I had been looking forward to this book since finishing Melissa Ford’s previous novel “Measure of Love”. “Apart at the Seams” looks at the same events from the perspective of Arianna, but easily stands alone if you haven’t read “Measure of Love”.
“Apart at the Seams” did not disappoint. It’s a book that explores the things people say – or leave unsaid – in relationships. I loved the believable interplay of the characters and how an idea or thought that seems to make perfect sense in one’s head doesn’t always translate to the thing another person hears. I also enjoyed getting to know Arianna better after the first two novels. I’ve always wondered what her story was, and it’s fascinating to see her come to life in these pages. I could relate to her difficulty balancing work and her personal life.
Three questions from the book, and my responses:
It feels as though Arianna would become irritated with Ethan for not doing things she needed him to do yet she often wouldn’t verbalize clearly what it was she wanted or needed. Why do you think asking for exactly what you need makes you feel so vulnerable?
Throughout the story, Arianna would make a lot of assumptions about Ethan, or look at his actions and ascribe a specific intent to them without clarifying further. I felt one of the problems Arianna had with verbalizing her wants or needs to Ethan was her perception that his values and priorities were so different from hers that he simply wouldn’t step up and meet those needs.
I think there are a couple of reasons asking for what you need is such a vulnerable state to be in. For starters, the person you’re asking can say no to something deeply important, and when that happens, the relationship changes. Sometimes it’s easier to just not ask and hope the need will be met. If the need isn’t met, then there’s an out: “But I didn’t say anything or actually ask”.
I’ve often perceived in my culture (American/Western) that there is an unspoken rule about asking lovers/spouses/romances or even close friends for what one needs openly. There’s an assumption that if the person really knows you, really loves you, they will meet those needs without being asked. That person will just somehow know what you need. Having to ask, straightforwardly, for what you want is taken to mean that the person doesn’t love/know you as well, and that’s a really scary thought in a serious relationship.
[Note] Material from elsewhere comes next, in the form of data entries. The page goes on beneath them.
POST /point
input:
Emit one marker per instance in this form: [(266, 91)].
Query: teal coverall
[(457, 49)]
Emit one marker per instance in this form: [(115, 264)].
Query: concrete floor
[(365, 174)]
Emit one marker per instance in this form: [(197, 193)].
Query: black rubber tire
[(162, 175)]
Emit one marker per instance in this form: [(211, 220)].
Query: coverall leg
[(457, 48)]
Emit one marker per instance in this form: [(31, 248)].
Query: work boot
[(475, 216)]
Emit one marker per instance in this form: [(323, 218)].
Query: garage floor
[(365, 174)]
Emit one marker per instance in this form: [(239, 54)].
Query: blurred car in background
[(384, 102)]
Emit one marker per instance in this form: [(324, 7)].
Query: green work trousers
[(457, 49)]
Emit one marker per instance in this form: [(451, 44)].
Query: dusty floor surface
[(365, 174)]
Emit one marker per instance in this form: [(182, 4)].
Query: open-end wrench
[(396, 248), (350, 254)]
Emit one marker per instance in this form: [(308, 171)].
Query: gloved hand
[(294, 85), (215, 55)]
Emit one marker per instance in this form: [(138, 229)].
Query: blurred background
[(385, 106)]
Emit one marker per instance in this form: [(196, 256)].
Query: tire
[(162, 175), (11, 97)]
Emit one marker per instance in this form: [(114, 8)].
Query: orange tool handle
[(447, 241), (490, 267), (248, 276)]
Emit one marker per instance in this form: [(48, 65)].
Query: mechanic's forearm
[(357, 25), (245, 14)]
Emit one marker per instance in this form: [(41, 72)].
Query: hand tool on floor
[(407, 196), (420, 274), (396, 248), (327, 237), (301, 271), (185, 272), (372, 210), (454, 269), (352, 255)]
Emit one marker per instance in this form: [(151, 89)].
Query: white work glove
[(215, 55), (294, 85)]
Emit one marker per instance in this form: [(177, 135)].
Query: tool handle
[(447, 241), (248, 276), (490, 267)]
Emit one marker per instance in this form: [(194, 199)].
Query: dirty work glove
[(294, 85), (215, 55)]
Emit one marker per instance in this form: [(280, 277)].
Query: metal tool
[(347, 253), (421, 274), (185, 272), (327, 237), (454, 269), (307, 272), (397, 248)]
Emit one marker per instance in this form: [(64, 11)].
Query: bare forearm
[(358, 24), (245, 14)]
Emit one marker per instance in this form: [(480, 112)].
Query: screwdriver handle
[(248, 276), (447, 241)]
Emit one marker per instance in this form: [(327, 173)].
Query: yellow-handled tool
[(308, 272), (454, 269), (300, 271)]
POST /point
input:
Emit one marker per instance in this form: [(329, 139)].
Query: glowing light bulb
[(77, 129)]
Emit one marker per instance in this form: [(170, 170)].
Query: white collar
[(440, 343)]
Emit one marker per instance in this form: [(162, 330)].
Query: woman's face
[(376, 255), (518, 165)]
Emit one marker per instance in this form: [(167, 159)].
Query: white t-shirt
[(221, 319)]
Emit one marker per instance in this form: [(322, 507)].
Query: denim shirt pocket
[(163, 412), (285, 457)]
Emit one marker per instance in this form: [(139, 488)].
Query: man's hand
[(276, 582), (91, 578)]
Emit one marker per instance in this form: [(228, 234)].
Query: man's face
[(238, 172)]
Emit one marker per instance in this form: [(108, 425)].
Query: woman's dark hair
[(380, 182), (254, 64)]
There’s also a taboo in society about being seen as “needy” or “high maintenance” if you ask for things openly. So not only could the need not be met, but there’s the additional possibility of being mocked in some way for just asking. With those deep needs where I’m truly opening myself to the other person, the possibility of that kind of rejection is terrifying. I thought this was perhaps why Arianna didn’t want to ask Ethan for what she needed, because she worried her needs would be rejected, or even possibly belittled – even in the most offhand or accidental way – with Ethan’s different values.
Throughout the story, Arianna slowly develops a non-romantic relationship with a man named Noah. Although the two are attracted to each other, they maintain the status as friends due to Arianna already being in a relationship with Ethan. Arianna, along with myself as the reader, compares Noah to her boyfriend Ethan and it’s obvious that Noah and Arianna have much more in common. They both share the same views about marriage as well as the importance on advancing their own careers. Is it possible to nurture and maintain a platonic relationship between a man and a woman despite the attraction the two share?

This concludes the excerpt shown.